[¹¹¹In-DTPA-D-Phe¹]-octreotide, a potential radiopharmaceutical for imaging of somatostatin receptor-positive tumors: synthesis, radiolabeling and in vitro validation

Somatostatin receptor-positive human tumors can be detected using radioiodinated analogues of somatostatin, both in vitro and in vivo. [¹²³I-Tyr³]-octreotide has been successfully used in the visualization of somatostatin receptor-positive tumors by gamma camera scintigraphy, but this radiopharmaceutical has some major drawbacks, which can be overcome with other radionuclides such as ¹¹¹In.

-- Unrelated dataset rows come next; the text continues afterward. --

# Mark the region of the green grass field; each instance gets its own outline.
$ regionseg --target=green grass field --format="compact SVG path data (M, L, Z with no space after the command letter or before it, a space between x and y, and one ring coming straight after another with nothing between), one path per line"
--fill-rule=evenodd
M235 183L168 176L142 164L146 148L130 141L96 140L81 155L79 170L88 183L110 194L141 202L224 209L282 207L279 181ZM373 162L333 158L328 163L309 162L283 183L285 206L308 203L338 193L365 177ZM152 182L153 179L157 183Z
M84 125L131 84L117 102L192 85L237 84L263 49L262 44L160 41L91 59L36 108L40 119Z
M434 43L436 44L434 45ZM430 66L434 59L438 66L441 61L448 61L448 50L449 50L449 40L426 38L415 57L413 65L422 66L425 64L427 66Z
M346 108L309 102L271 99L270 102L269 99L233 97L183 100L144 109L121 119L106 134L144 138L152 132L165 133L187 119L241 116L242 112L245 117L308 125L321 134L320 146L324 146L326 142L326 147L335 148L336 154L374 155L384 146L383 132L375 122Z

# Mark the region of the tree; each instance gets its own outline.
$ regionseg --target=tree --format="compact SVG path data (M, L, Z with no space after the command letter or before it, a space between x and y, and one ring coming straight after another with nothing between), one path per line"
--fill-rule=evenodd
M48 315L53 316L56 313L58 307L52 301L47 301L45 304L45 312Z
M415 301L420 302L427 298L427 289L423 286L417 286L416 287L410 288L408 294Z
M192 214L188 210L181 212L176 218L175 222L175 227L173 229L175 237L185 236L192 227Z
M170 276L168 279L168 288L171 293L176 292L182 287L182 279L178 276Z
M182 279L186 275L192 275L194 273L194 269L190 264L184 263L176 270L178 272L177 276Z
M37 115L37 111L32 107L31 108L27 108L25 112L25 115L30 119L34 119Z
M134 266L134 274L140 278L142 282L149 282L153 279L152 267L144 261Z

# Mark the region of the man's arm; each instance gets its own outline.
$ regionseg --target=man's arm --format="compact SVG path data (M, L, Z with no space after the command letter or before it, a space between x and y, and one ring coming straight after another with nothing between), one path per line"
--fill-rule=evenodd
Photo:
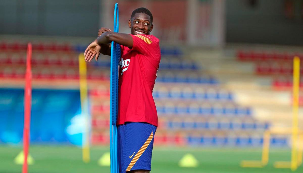
M101 35L107 32L110 32L111 31L112 31L112 30L111 29L102 27L100 28L98 31L98 37L99 37ZM112 47L112 44L110 43L109 44L102 44L100 46L101 46L101 50L100 51L101 53L105 55L110 56L111 47ZM97 59L96 59L96 60Z
M112 31L106 32L102 34L88 45L84 52L85 61L90 62L95 55L97 60L101 53L110 55L110 46L109 46L108 47L106 46L110 44L113 41L129 47L132 47L134 43L132 37L129 34ZM104 49L102 51L102 46L103 45L105 46L103 48Z
M97 39L97 43L99 45L107 44L114 41L118 44L127 47L132 47L133 44L132 37L128 34L122 34L114 32L107 32Z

As starting material for a potentially convenient radiopharmaceutical, a diethylenetriaminopentaacetic acid (DTPA) conjugated derivative of octreotide (SMS 201-995) was prepared. This peptide, [DTPA-D-Phe¹]-octreotide (SDZ 215-811) binds more than 95 % of added ¹¹¹In in an easy, single-step labeling procedure without necessity of further purification. The specific somatostatin-like biologic effect of these analogues was proven by the inhibition of growth hormone secretion by cultured rat pituitary cells in a dose-dependent fashion by octreotide, [DTPA-D-Phe¹]-octreotide and non-radioactive [¹¹⁵In-DTPA-D-Phe¹]-octreotide. The binding of [¹¹¹In-DTPA-D-Phe¹]-octreotide to rat brain cortex membranes proved to be displaced similarly by natural somatostatin as well as by octreotide, suggesting specific binding of [¹¹¹In-DTPA-D-Phe¹]-octreotide to somatostatin receptors. The binding of the indium-labeled compound showed a somewhat lower affinity when compared with the iodinated [Tyr³]-octreotide, but indium-labeled [DTPA-D-Phe¹]-octreotide still binds with nanomolar affinity. In conjunction with in vivo studies, these results suggest that [¹¹¹In-DTPA-D-Phe¹]-octreotide is a promising radiopharmaceutical for scintigraphic imaging of somatostatin receptor-positive tumors.